A: The converter extracts tabular data from DocBook <table> and <informaltable> elements. Header rows become CSV column headers, and data cells become comma-separated values. Non-tabular content (paragraphs, code listings, etc.) is converted as text content in a structured format.
Q: How are multiple tables handled?
A: When a DocBook document contains multiple tables, the converter can extract them sequentially. Each table's data is included in the CSV output with proper headers. Table titles from DocBook are preserved as contextual information to help identify each dataset.
Q: What happens to formatted text within table cells?
A: XML formatting markup within cells (<emphasis>, <literal>, <link>, etc.) is stripped, leaving only the plain text content. This is because CSV is a plain-text format that does not support formatting. The text content itself is fully preserved.
Q: How are commas within cell content handled?
A: Values containing commas are automatically quoted with double quotes, following the RFC 4180 standard. For example, a DocBook cell containing "New York, NY" becomes "New York, NY" in the CSV output. This ensures proper parsing by spreadsheet applications and CSV libraries.
Q: Can I open the CSV output in Excel?
A: Yes, CSV files open directly in Microsoft Excel, Google Sheets, LibreOffice Calc, Apple Numbers, and virtually any spreadsheet application. The data will be automatically arranged into rows and columns, ready for sorting, filtering, and analysis.
Q: What encoding does the CSV output use?
A: The converter produces UTF-8 encoded CSV output, which supports all Unicode characters from the DocBook source. UTF-8 is widely supported by modern spreadsheet applications and programming libraries. A BOM (Byte Order Mark) may be included for better Excel compatibility.
Q: Can I import the CSV into a database?
A: Yes, CSV is the standard format for database bulk import operations. You can import the converted file into MySQL (LOAD DATA INFILE), PostgreSQL (COPY), SQLite (.import), or any other database system. The header row provides column names for automatic schema mapping.

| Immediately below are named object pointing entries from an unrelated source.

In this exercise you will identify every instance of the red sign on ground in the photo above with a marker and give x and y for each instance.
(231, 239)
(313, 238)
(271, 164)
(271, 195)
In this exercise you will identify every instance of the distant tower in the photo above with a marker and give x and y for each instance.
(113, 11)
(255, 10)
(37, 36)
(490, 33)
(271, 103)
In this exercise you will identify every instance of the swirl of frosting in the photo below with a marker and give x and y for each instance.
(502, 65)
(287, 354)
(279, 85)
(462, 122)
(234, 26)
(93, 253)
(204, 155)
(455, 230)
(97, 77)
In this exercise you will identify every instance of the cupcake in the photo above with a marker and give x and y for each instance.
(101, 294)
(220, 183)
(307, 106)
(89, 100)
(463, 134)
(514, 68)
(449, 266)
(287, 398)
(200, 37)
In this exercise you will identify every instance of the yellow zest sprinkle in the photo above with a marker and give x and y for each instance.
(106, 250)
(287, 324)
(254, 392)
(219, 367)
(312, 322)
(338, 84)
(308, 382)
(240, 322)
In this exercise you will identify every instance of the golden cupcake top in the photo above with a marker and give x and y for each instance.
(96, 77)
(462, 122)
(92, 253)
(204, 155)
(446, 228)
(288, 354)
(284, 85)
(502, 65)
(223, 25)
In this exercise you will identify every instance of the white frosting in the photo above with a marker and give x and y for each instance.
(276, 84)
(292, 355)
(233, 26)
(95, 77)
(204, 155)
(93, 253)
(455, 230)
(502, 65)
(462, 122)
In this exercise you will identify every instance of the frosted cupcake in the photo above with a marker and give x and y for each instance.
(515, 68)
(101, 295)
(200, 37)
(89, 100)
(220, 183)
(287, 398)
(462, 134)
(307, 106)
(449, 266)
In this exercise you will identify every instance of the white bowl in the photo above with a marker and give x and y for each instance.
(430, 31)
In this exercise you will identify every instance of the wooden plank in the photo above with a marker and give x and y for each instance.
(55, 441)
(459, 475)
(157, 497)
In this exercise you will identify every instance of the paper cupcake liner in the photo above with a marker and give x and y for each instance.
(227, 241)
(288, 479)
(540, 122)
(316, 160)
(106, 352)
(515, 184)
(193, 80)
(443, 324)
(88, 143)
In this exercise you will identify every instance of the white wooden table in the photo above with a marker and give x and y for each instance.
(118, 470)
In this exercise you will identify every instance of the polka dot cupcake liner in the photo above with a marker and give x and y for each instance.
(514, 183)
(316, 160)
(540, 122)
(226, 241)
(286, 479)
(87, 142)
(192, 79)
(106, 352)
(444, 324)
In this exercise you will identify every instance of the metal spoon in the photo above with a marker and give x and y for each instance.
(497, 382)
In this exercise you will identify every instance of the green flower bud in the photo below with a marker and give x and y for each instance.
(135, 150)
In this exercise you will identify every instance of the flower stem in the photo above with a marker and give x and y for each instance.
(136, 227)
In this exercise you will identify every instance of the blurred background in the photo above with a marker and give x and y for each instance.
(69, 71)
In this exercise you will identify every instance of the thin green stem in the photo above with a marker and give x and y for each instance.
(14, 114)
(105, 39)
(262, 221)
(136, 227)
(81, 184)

Q: What about DocBook content that is not in tables?
A: Non-tabular DocBook content (paragraphs, sections, code listings) is converted to a text representation in the CSV output. The structural elements like chapters and sections can be represented as metadata columns. For purely tabular extraction, the converter focuses on DocBook table elements.